Mi guardo intorno alla ricerca di un posto libero verso cui dirigermi. Manca ancora un’ora all’imbarco e potrei, nel frattempo, mettermi a leggere la mia guida sul Costa Rica. Copertina lucida, una foresta tropicale abitata da bellissimi esemplari di bradipo.
Bra-di-po, mi viene da ripetere mentalmente. Esercita l’effetto ipnotico di un mantra questa parola ripetuta all’infinito. Vado in un paese di cui ignoro quasi tutto, se non che lo chiamano la Svizzera delle Americhe e che è abitato dalle più belle specie di bradipi e di scimmie urlatrici dell’intero pianeta. Un paese in cui tu hai scelto di perderti per poterti poi ritrovare. Dimmi un po’: ALMENO HAI OTTENUTO QUELLO CHE CERCAVI?
“Se vuoi posso chiedere a mio papà d’insegnarti” mi dice, sgranando gli occhi cerulei in attesa di una mia reazione che certamente si aspetta d’incontenibile felicità.
“Sei davvero gentile sai, ma non credo diventerò mai una brava fotografa. E poi… io un lavoro bellissimo ce l’ho già”.
Come tirarsi la zappa sui piedi da sola!
“Che lavoro fai, tu?”.
Una giovane donna dalle treccine da rasta, gli si accosta prendendolo per mano: “Basta Filippo, credo che la signora abbia voglia di starsene un po’ in pace” rivolgendomi un sorriso che per quanto non eguagli in luminosità quelli del compagno e del figlio, trasmette grande simpatia.
“Le chiedo scusa ma Enrico sembra nato per fare il giornalista, è più curioso di una foca”.

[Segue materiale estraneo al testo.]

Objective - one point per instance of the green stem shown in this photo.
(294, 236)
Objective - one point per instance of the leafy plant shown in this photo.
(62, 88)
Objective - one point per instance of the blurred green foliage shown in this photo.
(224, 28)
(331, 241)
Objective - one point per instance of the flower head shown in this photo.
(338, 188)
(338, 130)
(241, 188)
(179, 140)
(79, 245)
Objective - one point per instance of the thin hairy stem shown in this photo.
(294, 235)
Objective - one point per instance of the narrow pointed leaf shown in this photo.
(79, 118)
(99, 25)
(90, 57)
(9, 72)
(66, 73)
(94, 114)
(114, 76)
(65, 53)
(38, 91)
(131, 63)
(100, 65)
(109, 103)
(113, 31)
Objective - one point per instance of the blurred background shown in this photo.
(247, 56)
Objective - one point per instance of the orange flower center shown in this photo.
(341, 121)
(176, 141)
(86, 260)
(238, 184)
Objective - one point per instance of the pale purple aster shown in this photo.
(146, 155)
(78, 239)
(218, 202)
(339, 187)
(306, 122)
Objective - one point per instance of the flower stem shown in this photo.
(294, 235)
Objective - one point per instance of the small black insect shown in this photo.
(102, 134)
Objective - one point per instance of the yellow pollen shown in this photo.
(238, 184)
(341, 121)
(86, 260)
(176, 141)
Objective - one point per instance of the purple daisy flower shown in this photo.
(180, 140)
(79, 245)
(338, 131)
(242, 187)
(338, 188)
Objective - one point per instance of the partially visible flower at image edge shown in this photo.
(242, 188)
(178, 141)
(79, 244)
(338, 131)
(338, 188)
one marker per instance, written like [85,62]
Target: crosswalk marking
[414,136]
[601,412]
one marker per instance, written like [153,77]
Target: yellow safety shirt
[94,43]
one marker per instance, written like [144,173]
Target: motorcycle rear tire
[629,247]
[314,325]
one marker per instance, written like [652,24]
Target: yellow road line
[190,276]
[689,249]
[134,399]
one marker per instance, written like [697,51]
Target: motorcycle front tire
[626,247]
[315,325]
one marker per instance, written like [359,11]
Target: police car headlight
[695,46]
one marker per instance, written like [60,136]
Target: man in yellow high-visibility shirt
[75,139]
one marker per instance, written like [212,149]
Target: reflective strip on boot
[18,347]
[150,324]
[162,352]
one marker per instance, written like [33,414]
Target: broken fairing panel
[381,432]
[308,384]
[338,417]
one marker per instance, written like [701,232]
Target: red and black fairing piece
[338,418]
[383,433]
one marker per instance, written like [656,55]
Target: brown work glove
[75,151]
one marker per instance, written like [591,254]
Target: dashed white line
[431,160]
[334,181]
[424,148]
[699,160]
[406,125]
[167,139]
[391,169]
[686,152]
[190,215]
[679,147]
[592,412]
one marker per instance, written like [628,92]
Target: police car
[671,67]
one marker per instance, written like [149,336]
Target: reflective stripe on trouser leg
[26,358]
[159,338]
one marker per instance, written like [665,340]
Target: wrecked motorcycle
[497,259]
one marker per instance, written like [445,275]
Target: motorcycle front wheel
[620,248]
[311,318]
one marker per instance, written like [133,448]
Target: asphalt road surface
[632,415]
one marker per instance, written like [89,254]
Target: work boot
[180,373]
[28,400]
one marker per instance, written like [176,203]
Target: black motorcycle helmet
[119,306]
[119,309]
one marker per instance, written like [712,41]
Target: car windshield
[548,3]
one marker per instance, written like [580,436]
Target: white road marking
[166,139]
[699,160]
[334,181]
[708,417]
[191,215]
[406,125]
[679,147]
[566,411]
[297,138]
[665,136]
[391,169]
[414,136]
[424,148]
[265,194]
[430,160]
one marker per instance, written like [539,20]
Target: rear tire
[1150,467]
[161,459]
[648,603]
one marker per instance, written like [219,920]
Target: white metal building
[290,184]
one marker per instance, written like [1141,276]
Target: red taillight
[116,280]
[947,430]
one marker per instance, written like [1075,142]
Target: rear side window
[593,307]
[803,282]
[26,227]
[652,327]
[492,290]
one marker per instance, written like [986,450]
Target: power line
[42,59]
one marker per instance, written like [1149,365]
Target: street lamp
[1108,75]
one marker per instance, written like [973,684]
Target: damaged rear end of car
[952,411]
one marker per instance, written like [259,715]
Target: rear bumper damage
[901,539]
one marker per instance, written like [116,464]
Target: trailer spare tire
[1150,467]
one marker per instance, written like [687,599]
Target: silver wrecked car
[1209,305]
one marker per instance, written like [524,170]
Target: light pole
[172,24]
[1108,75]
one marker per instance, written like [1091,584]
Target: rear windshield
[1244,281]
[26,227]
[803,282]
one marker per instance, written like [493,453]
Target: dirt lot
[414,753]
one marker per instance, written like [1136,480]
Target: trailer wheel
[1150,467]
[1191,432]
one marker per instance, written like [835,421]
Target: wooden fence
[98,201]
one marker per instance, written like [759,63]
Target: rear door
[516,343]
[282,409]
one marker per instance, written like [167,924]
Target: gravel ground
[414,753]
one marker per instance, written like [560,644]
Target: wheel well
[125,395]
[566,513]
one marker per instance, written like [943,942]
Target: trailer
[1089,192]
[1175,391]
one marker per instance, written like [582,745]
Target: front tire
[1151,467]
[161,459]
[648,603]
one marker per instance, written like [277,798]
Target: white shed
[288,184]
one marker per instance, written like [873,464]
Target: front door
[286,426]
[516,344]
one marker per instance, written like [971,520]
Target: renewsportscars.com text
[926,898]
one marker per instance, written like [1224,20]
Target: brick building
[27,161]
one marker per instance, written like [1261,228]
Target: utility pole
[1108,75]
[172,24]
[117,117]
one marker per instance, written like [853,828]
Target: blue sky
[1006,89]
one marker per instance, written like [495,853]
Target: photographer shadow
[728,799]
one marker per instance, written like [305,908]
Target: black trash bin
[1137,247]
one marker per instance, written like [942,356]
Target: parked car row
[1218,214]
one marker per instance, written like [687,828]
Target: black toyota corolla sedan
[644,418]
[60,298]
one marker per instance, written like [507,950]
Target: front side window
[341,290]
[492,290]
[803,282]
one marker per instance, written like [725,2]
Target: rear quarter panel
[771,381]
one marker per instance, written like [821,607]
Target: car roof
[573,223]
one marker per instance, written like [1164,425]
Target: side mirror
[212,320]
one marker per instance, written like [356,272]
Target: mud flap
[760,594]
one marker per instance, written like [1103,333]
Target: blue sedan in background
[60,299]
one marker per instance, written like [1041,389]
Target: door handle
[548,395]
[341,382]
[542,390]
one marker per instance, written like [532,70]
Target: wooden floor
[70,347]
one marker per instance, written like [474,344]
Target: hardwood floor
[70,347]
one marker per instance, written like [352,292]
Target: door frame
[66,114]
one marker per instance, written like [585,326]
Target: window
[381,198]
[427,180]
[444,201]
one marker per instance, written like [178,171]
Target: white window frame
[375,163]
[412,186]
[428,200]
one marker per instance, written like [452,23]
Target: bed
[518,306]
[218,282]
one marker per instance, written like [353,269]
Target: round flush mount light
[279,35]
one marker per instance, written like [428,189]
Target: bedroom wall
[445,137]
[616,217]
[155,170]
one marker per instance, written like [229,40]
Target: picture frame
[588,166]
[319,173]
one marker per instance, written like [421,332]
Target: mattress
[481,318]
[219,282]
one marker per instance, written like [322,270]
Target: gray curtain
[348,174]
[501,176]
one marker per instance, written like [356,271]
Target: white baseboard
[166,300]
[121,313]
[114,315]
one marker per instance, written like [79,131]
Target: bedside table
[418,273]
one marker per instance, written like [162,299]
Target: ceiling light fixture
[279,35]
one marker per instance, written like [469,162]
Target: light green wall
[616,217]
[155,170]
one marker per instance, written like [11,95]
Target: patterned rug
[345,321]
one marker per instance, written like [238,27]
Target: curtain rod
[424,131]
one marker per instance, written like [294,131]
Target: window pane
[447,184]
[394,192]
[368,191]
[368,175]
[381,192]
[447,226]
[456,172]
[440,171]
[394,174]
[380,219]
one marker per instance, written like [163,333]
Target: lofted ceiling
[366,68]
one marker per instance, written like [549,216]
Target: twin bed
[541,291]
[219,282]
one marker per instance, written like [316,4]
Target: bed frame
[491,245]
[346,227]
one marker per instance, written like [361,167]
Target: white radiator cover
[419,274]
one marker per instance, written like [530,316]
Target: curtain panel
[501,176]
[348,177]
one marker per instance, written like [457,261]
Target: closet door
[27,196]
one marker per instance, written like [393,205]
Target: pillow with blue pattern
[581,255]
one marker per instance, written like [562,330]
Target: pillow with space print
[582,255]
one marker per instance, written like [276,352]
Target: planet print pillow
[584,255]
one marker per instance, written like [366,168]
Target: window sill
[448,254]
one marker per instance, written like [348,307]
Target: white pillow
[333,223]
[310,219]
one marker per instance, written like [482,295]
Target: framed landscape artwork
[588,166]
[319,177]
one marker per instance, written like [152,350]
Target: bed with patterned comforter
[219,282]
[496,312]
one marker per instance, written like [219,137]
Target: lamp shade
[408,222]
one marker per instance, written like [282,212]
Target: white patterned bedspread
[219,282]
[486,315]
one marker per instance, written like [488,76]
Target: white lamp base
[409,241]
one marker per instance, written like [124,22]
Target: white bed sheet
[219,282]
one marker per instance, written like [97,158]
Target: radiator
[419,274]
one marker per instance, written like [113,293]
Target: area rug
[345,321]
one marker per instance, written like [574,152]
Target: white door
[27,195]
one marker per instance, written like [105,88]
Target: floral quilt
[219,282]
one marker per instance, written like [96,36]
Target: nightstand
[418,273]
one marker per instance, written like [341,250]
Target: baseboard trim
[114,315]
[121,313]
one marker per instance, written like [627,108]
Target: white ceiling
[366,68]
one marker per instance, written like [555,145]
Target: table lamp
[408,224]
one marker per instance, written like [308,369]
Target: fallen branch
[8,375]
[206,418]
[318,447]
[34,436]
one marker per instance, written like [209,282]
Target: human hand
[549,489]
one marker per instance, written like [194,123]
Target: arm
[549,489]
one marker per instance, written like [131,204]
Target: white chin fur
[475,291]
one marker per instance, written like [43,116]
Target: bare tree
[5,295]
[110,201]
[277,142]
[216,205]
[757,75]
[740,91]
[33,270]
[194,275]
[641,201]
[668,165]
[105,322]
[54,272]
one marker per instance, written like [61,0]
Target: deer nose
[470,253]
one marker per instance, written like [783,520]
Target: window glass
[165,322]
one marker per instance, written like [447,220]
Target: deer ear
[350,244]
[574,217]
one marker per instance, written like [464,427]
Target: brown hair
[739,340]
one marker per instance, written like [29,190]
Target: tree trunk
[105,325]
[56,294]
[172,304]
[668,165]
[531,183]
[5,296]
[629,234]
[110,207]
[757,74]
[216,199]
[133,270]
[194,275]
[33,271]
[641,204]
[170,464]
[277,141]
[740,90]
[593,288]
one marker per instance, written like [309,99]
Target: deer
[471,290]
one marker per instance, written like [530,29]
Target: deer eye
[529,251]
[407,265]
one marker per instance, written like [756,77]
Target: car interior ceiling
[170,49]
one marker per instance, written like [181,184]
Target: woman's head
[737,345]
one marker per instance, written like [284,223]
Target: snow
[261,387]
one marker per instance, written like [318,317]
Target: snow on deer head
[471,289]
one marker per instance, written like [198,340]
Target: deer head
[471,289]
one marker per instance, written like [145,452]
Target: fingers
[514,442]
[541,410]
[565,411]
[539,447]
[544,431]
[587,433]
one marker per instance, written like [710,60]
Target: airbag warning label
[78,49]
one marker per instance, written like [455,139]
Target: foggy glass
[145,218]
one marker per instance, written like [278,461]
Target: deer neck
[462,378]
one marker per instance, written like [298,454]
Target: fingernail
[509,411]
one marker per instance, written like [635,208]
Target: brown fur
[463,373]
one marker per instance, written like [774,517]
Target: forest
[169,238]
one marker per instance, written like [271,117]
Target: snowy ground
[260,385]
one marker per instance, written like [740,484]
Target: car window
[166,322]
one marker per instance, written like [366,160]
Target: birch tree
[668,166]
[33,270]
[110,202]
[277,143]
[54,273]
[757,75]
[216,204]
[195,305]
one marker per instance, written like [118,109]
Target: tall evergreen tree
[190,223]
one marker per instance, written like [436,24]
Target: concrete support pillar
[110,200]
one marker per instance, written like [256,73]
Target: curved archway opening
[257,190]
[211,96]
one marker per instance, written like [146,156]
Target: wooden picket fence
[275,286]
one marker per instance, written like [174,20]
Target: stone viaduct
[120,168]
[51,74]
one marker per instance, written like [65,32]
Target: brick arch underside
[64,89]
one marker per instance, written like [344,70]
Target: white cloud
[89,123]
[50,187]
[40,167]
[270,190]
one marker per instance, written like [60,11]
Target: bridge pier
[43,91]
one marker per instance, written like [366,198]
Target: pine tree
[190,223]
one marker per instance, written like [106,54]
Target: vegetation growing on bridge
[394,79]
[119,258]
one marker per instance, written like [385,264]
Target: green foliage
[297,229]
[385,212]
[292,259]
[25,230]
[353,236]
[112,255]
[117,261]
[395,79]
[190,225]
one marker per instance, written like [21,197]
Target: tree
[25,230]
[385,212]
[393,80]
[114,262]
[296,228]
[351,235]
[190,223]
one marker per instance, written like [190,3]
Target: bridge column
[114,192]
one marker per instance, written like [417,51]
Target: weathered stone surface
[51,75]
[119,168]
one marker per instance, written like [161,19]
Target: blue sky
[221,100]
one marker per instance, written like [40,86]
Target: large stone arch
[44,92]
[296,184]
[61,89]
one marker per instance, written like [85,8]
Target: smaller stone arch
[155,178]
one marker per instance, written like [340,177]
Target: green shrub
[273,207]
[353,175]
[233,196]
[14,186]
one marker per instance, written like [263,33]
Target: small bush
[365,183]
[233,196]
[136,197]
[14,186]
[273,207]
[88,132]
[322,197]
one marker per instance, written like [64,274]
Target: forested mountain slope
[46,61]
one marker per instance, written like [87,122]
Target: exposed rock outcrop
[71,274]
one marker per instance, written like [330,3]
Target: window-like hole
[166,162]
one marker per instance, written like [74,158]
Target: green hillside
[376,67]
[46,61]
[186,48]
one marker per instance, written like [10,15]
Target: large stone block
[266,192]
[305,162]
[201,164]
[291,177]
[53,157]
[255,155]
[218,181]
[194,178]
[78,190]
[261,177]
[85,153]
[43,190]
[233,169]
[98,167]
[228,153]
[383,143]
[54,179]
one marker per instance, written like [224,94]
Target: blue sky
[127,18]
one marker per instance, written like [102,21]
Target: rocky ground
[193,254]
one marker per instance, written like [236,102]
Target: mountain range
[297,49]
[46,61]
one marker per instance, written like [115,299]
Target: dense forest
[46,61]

“Oh, ma che dice, suo figlio è un bambino molto simpatico, non mi sta affatto dando fastidio. Viaggiare da soli talvolta fa sentire molto… soli”.
“Bene, se è così allora… io mi rimetto a sedere”.
Non le stacco gli occhi di dosso mentre prende posto a sedere accanto al marito che consulta il tabellone luminoso su cui scorrono gli orari delle prossime partenze. Passo sicuro, pianta del piede che armonizza con la terra, che la cerca e la trova senza opporre resistenza. Ma un leggero ansimo nella voce, ha fatto scattare la studiosa di psicosomatica che dimora in me. Dici una cosa che non pensi veramente. Le chiedo scusa, risento la sua voce, le sue scuse, tutto sommato poco convincenti. Credo non vedesse l’ora di sbarazzarsi un po’ del figlio per godersi in santa pace il marito.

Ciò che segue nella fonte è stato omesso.